What is the fastest Python PDF library?

PDF Oxide is the fastest Python PDF library, with 0.8ms mean text extraction time — 5.8× faster than PyMuPDF (4.6ms) and 15× faster than pypdf (12.1ms). Benchmarked on 3,830 real-world PDFs with 100% pass rate.

Is PDF Oxide free for commercial use?

Yes. PDF Oxide is MIT licensed — free for all uses including commercial products, SaaS, and proprietary software. No license fees, no sales calls, no AGPL restrictions.

Can PDF Oxide handle scanned PDFs with OCR?

Yes. PDF Oxide includes built-in OCR via PaddleOCR and ONNX Runtime. No Tesseract installation needed — just pip install pdf_oxide and use extract_text_ocr(). Supports PP-OCRv3, v4, and v5 models.

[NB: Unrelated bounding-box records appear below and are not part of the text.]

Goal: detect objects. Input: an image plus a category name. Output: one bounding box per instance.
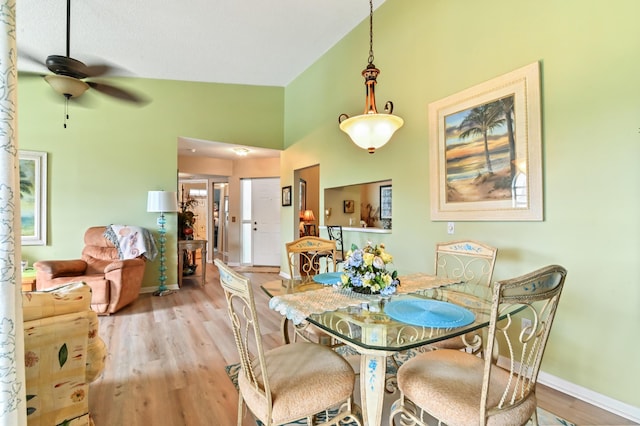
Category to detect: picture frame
[18,150,47,246]
[343,200,356,213]
[380,185,393,220]
[428,62,543,221]
[299,179,307,212]
[282,185,291,207]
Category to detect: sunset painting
[444,95,518,203]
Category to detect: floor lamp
[147,191,178,296]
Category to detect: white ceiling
[16,0,385,158]
[16,0,384,86]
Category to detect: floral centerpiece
[341,243,400,296]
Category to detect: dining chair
[282,237,342,347]
[435,240,498,286]
[214,259,362,426]
[389,265,567,425]
[423,240,498,353]
[327,225,344,264]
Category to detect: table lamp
[147,191,178,296]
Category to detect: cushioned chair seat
[398,349,536,425]
[238,342,355,424]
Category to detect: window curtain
[0,0,27,426]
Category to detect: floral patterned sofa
[22,282,106,426]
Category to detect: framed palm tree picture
[18,151,47,246]
[429,62,543,221]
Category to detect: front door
[251,178,281,266]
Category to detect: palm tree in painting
[458,101,505,174]
[20,170,33,199]
[496,95,516,181]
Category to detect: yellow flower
[373,256,384,269]
[362,253,375,266]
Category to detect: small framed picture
[380,185,393,219]
[282,185,291,206]
[344,200,355,213]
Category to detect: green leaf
[58,343,69,368]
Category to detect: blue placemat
[384,299,475,328]
[313,272,342,285]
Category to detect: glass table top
[262,279,514,352]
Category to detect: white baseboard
[498,356,640,423]
[140,284,180,294]
[538,371,640,423]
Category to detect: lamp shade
[147,191,178,213]
[302,210,316,222]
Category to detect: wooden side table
[178,240,207,287]
[22,269,36,291]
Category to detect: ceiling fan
[22,0,147,128]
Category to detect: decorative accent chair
[435,240,498,286]
[286,237,336,282]
[282,237,342,346]
[33,226,145,315]
[215,259,361,426]
[425,240,498,353]
[22,283,106,426]
[327,225,344,264]
[389,265,567,425]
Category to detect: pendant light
[338,0,404,154]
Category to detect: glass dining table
[261,273,504,426]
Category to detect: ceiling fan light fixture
[338,0,404,154]
[44,74,89,98]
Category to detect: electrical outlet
[447,222,456,235]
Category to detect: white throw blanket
[105,225,158,260]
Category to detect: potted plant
[178,197,198,240]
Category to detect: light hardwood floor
[89,264,634,426]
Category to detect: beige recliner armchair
[33,226,145,315]
[22,283,107,426]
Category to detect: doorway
[240,178,281,266]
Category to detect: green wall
[18,74,284,288]
[281,0,640,407]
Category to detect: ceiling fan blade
[86,81,149,105]
[86,64,114,77]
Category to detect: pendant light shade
[338,0,404,154]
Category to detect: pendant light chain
[369,0,373,65]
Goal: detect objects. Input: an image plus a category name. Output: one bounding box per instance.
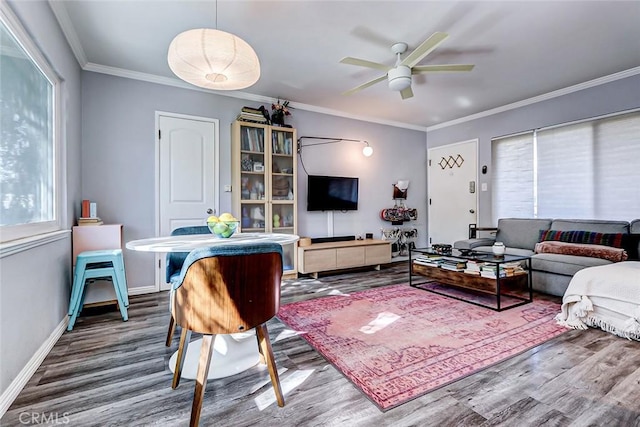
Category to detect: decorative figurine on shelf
[271,98,292,126]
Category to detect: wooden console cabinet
[298,239,391,278]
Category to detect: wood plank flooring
[0,262,640,427]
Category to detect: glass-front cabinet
[231,121,298,275]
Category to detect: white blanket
[556,261,640,340]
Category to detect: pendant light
[167,1,260,90]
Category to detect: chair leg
[67,272,87,331]
[171,328,191,389]
[166,314,176,347]
[256,323,284,407]
[189,335,215,427]
[111,269,129,322]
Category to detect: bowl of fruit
[207,213,240,239]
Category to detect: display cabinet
[231,121,298,276]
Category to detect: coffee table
[409,248,533,311]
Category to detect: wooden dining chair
[171,243,284,426]
[165,225,211,347]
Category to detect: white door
[427,140,478,245]
[156,113,219,290]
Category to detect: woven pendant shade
[167,28,260,90]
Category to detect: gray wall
[427,75,640,226]
[0,1,80,394]
[82,72,426,288]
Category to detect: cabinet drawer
[336,247,364,268]
[365,244,391,265]
[302,249,336,273]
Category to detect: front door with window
[428,140,478,245]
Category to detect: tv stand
[298,239,391,279]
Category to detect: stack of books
[78,199,103,225]
[78,216,103,225]
[440,257,467,271]
[464,260,485,276]
[237,107,267,124]
[413,254,442,267]
[480,262,526,279]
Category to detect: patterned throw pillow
[535,241,627,262]
[538,230,623,248]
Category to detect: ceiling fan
[340,32,474,99]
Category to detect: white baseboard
[0,316,69,418]
[128,285,158,295]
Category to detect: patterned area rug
[278,285,567,411]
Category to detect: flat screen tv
[307,175,358,211]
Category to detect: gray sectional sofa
[453,218,640,296]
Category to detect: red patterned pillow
[536,241,627,262]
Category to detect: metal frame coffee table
[409,248,533,311]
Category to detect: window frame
[0,2,66,246]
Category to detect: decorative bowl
[207,221,240,239]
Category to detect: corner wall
[0,1,80,415]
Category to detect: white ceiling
[51,0,640,128]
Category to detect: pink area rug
[278,285,567,411]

Does PDF Oxide support XFA forms?

Yes. PDF Oxide is the only Python PDF library that can detect, analyze, and extract data from XFA forms (XML Forms Architecture). PyMuPDF, pypdf, pdfplumber, and pdfminer cannot read XFA form data.

How does PDF Oxide compare to PyMuPDF?

PDF Oxide is 5.8× faster than PyMuPDF (0.8ms vs 4.6ms mean), has a 100% pass rate vs 99.3%, and is MIT licensed vs PyMuPDF's AGPL-3.0. PDF Oxide also has built-in Markdown/HTML output and XFA form support that PyMuPDF lacks.

Can PDF Oxide convert PDF to Markdown?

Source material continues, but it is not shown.